Double bus arrangement has two bus bars and the incoming feeders and outgoing feeders are connected in parallel to both buses with the help of isolators. By closing the isolator switch we can connect the feeders either to bus – bar 1 or to bus – bar 2. We can divide the load among two buses with the help of isolator switches by closing the isolator switch that is connected to bus – bar 1 and feeder the load can be connected to bus – bar 1 and by closing the isolator switch connected to bus – bar 2 and feeder the load gets connected to bus – bar 2.  This can be shown in the following figure:

We have a bus coupler breaker which is used for bus transfer operation. When we need to transfer load from one bus to another bus we need to close the bus coupler first and then close isolators of the associated bus to which load is to be connected and open the isolator switch coupled to fault bus and then open the bus coupler breaker.

Advantages of double bus system:

1. It has greater flexibility.

2. During fault conditions, there is no interruption of power supply to the load.

Disadvantages of double bus system:

1. We cannot transfer load from one bus to another bus without interruption of power supply for few minutes.

Double bus double breaker arrangement:

In double bus double  breaker arrangement we connect a feeder in parallel to both buses with the help of two circuit breakers and isolator switches instead of bus coupler as shown in the following figure:

Here we energize both the feeders and divide feeders among both the buses but we can connect the desired feeder to the desired bus at any time for this purpose we need to close the isolator and then circuit breaker associated with the required bus – bar and later open the circuit breaker and then isolator from which it has to be disconnected.
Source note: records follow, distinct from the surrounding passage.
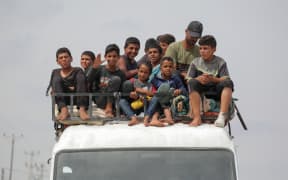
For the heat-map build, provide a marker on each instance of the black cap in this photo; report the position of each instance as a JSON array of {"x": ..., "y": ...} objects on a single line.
[{"x": 195, "y": 29}]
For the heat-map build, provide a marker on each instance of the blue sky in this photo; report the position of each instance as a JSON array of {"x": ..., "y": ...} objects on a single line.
[{"x": 251, "y": 37}]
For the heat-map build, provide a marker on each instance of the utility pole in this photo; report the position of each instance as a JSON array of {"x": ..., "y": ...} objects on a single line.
[
  {"x": 30, "y": 164},
  {"x": 2, "y": 173},
  {"x": 13, "y": 137}
]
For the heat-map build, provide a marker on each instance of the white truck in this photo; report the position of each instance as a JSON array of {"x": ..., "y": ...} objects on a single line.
[{"x": 118, "y": 152}]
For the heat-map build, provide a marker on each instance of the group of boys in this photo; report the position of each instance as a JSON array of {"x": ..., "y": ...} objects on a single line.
[{"x": 167, "y": 70}]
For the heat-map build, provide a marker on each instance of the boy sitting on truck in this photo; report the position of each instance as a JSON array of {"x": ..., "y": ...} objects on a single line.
[
  {"x": 68, "y": 79},
  {"x": 138, "y": 89},
  {"x": 209, "y": 73},
  {"x": 169, "y": 85}
]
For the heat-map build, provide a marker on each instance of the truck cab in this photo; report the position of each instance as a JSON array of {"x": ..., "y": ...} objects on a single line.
[{"x": 116, "y": 151}]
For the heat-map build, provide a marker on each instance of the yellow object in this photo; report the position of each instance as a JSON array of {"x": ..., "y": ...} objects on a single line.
[{"x": 137, "y": 104}]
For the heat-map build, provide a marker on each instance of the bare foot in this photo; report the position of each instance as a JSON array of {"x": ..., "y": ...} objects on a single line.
[
  {"x": 109, "y": 112},
  {"x": 146, "y": 121},
  {"x": 64, "y": 114},
  {"x": 133, "y": 121},
  {"x": 195, "y": 122},
  {"x": 83, "y": 114},
  {"x": 156, "y": 123},
  {"x": 167, "y": 120}
]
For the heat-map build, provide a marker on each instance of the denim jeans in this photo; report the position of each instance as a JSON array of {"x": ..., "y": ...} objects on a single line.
[
  {"x": 126, "y": 108},
  {"x": 153, "y": 104},
  {"x": 150, "y": 108}
]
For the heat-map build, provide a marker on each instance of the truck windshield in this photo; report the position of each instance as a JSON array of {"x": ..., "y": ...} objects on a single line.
[{"x": 155, "y": 164}]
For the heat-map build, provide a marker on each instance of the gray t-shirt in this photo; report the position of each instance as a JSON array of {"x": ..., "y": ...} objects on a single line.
[
  {"x": 216, "y": 67},
  {"x": 182, "y": 57}
]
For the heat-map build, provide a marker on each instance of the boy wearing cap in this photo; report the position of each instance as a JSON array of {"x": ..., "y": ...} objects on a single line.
[
  {"x": 206, "y": 73},
  {"x": 127, "y": 61},
  {"x": 183, "y": 52},
  {"x": 165, "y": 40},
  {"x": 68, "y": 79},
  {"x": 148, "y": 43}
]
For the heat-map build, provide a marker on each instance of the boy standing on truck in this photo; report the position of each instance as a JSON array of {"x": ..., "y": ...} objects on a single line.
[
  {"x": 106, "y": 78},
  {"x": 127, "y": 62},
  {"x": 209, "y": 73},
  {"x": 68, "y": 79}
]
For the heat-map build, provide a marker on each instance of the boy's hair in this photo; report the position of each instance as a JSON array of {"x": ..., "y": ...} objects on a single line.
[
  {"x": 148, "y": 64},
  {"x": 112, "y": 47},
  {"x": 63, "y": 50},
  {"x": 166, "y": 58},
  {"x": 166, "y": 38},
  {"x": 131, "y": 40},
  {"x": 208, "y": 40},
  {"x": 155, "y": 45},
  {"x": 149, "y": 42},
  {"x": 90, "y": 54}
]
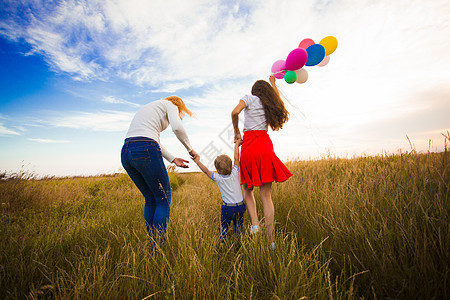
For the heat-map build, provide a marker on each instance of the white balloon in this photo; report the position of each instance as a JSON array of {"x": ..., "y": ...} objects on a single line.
[{"x": 302, "y": 75}]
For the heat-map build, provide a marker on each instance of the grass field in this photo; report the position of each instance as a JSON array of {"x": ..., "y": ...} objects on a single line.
[{"x": 368, "y": 227}]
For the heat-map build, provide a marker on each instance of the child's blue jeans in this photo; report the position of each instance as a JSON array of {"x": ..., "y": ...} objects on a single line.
[
  {"x": 143, "y": 161},
  {"x": 232, "y": 213}
]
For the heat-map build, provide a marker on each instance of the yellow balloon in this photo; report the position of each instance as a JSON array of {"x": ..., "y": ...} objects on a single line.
[{"x": 329, "y": 43}]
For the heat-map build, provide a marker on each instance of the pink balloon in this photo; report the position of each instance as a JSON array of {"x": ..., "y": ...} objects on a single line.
[
  {"x": 296, "y": 59},
  {"x": 302, "y": 75},
  {"x": 325, "y": 61},
  {"x": 279, "y": 69},
  {"x": 306, "y": 43}
]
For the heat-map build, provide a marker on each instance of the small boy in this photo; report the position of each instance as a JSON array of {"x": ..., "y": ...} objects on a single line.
[{"x": 227, "y": 178}]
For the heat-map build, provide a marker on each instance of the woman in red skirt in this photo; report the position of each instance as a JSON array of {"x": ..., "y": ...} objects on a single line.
[{"x": 260, "y": 166}]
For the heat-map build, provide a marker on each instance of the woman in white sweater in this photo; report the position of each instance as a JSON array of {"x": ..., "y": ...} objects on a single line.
[{"x": 142, "y": 157}]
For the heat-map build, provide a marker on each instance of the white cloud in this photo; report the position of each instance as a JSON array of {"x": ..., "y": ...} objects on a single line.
[
  {"x": 101, "y": 121},
  {"x": 49, "y": 141},
  {"x": 113, "y": 100},
  {"x": 7, "y": 131}
]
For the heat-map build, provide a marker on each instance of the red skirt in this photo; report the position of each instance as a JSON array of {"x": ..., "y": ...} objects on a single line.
[{"x": 259, "y": 163}]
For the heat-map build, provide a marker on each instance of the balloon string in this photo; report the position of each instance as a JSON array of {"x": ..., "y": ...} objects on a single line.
[{"x": 279, "y": 72}]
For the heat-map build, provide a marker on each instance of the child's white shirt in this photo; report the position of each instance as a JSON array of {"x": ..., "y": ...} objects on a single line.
[{"x": 229, "y": 186}]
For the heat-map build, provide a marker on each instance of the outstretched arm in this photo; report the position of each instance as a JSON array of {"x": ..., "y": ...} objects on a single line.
[
  {"x": 235, "y": 119},
  {"x": 236, "y": 153},
  {"x": 202, "y": 167}
]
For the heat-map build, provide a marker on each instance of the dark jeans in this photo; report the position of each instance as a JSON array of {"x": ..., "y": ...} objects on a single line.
[
  {"x": 231, "y": 213},
  {"x": 143, "y": 161}
]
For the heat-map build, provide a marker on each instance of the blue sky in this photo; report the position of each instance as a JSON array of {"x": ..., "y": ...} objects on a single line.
[{"x": 73, "y": 73}]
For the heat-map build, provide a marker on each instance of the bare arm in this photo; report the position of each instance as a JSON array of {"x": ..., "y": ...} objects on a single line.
[
  {"x": 274, "y": 86},
  {"x": 235, "y": 119},
  {"x": 236, "y": 154},
  {"x": 203, "y": 167}
]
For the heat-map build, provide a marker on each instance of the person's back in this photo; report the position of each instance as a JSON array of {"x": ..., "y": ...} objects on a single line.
[{"x": 227, "y": 178}]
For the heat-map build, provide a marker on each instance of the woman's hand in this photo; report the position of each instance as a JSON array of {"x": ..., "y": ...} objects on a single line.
[
  {"x": 194, "y": 155},
  {"x": 238, "y": 138},
  {"x": 181, "y": 162}
]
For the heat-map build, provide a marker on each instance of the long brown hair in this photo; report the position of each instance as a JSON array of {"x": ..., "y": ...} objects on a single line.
[
  {"x": 178, "y": 102},
  {"x": 274, "y": 110}
]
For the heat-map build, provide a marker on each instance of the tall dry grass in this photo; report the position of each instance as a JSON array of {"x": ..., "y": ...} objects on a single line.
[{"x": 375, "y": 227}]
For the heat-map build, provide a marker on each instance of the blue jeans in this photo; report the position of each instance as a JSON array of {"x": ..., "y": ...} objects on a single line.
[
  {"x": 143, "y": 161},
  {"x": 231, "y": 213}
]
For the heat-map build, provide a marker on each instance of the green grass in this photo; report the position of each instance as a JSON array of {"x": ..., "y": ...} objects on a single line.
[{"x": 375, "y": 227}]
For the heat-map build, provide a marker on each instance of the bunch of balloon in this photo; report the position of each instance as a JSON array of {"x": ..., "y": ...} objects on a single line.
[{"x": 308, "y": 54}]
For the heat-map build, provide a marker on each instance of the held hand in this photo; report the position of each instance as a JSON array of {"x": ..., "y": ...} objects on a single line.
[
  {"x": 194, "y": 155},
  {"x": 196, "y": 159},
  {"x": 181, "y": 162},
  {"x": 238, "y": 139}
]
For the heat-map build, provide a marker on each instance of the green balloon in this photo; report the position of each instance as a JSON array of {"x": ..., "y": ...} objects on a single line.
[{"x": 290, "y": 76}]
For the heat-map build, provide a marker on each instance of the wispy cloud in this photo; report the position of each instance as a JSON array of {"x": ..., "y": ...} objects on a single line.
[
  {"x": 7, "y": 131},
  {"x": 108, "y": 121},
  {"x": 49, "y": 141},
  {"x": 113, "y": 100}
]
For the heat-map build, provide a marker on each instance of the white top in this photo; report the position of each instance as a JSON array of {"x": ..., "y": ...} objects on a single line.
[
  {"x": 229, "y": 185},
  {"x": 153, "y": 118},
  {"x": 254, "y": 116}
]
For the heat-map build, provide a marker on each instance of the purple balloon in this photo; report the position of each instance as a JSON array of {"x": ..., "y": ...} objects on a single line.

Advantages of double bus double breaker system:

1. During fault conditions, the load can be transferred to one bus so there will not be an interruption in power supply.

2. Here we are not using a bus coupler so there will not be much delay in power supply while closing circuit breaker to transfer load from one bus to another bus.

3. High flexibility.

Disadvantages of double bus double breaker system:

1. The number of circuit breakers used is high so cost is very high.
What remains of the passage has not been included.